True value theory makes the central claim that the concept of truth is directly related to energy use. Truth is, essentially, an energy saving property. A true statement, true sentence or proposition is one that has the capacity to save energy. True value theory also makes the claim that Morality is strongly connected to truth, because morality is at its deepest and most fundamental level, an energy saving instinct. Our concepts and deep feelings of what is good and bad are, at the most fundamental level, tied to saving energy.
True value theory hypothesizes that human beings have an energy saving instinct deeply rooted in the subconscious. Energy saving is a funamental and critical task that would have to be have been formed deep in the evolutionary history of the mind, because it is so critical for survival. Our concepts of truth and morality may be directly linked to this powerful subconscious process.
If this is correct, then a moral instinct that is tied to conserving energy should present itself at a very young age. This instinct should assign intuitive good feelings to behaviors and actions which ultimately conserve energy, and should assign intuitively bad feelings to behaviors which waste energy. In a group setting, this would mean intuitively considering as bad behaviors which dimish the efficiency of a group. For example, a physically able member of a group who does not contribute to work causes all the other members of the group to work harder to achieve the same output.
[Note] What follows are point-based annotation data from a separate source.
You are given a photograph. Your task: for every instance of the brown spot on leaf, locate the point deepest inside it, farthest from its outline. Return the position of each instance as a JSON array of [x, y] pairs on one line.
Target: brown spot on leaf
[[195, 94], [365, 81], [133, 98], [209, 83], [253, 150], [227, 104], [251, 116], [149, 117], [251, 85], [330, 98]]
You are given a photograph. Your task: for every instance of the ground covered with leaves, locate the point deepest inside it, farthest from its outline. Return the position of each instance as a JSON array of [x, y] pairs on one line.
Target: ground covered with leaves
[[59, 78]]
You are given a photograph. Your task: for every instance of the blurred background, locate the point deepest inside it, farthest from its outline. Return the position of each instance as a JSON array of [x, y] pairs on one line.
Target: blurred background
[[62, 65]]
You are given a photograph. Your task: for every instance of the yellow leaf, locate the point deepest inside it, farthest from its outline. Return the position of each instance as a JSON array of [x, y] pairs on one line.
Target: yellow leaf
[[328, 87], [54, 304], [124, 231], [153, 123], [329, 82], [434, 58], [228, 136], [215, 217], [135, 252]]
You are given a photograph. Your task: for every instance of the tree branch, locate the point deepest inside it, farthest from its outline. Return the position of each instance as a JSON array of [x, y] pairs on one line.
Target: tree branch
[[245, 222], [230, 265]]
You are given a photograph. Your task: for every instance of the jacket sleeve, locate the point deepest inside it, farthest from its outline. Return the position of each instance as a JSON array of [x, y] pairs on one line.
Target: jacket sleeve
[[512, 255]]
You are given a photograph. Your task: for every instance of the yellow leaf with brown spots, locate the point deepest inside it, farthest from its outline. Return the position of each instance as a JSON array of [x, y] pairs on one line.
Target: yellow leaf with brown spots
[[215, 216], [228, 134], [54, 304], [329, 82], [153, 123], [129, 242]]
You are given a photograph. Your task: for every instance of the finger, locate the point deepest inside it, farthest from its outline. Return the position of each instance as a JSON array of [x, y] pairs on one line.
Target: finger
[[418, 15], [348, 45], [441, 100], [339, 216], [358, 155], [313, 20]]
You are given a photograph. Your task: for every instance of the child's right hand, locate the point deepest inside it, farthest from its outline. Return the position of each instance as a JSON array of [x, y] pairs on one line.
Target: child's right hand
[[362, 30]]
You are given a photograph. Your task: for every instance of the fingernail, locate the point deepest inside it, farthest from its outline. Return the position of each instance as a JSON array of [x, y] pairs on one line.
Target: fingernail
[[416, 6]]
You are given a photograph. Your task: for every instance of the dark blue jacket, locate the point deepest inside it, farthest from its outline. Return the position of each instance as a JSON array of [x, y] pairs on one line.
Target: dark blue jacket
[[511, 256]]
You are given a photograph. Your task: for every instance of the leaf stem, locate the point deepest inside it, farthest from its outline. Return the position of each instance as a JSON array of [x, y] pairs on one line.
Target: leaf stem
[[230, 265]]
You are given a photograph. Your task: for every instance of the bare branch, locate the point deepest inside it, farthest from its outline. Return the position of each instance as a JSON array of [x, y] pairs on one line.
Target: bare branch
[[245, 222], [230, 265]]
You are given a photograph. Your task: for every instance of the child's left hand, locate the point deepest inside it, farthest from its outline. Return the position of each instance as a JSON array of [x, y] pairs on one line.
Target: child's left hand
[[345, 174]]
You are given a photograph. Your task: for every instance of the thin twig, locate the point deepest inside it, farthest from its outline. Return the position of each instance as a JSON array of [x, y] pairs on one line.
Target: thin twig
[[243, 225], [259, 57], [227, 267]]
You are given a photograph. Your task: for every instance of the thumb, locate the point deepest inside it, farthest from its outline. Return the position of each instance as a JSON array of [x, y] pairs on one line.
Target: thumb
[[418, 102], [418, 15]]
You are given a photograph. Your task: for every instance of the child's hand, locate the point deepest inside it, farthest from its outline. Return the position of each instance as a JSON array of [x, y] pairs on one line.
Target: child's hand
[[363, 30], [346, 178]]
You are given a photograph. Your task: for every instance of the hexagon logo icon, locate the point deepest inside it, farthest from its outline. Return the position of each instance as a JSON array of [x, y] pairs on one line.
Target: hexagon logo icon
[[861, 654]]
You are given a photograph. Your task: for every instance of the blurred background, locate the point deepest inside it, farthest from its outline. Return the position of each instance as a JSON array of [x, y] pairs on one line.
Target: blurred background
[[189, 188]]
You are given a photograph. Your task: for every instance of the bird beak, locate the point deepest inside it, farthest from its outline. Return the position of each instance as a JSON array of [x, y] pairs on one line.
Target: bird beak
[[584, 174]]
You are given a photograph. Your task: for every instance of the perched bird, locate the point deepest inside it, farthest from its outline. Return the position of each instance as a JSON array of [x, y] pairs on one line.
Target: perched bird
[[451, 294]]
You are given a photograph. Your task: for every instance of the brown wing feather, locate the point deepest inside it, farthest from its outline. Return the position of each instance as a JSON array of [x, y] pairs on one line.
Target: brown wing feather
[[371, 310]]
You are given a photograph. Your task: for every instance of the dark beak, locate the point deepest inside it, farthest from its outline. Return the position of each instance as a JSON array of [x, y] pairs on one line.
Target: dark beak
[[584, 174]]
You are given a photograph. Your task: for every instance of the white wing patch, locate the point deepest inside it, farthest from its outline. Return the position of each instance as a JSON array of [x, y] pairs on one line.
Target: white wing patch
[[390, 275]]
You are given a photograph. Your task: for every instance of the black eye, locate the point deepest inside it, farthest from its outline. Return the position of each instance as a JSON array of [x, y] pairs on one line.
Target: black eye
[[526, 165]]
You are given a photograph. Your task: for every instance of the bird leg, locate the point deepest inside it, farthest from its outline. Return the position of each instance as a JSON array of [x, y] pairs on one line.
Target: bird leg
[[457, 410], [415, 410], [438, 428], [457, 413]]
It is in the interest of conserving energy for the other members of the group to work against this behavior. The energy saving subconscious instinct we call morality therefore creates very negative feelings and associations with this behavior.
The study, "Even 4-year-olds dislike freeloaders." strongly corroborates these claims. This study involved children working in a garden to plant seeds in exchange for tomatoes. When a child who didn't work was rewarded, the other children exhibited a strong aversion. They were willing even to give up stickers in order to punish freeloaders. They had a strong, intuitive negative response to behavior that was energetically unfavorable for them. Interestingly, the younger children actually had a deeper aversion to free-riders than older children. This indicates that the behavior is instinctual, rather than being gradually learned and strengthened by society.
True value theory claims that energy saving is the simplest, most powerful, and ultimately best explanation for moral instinct. That this instinct is fundamenal, and moreover that it is deeply tied to our conception of truth.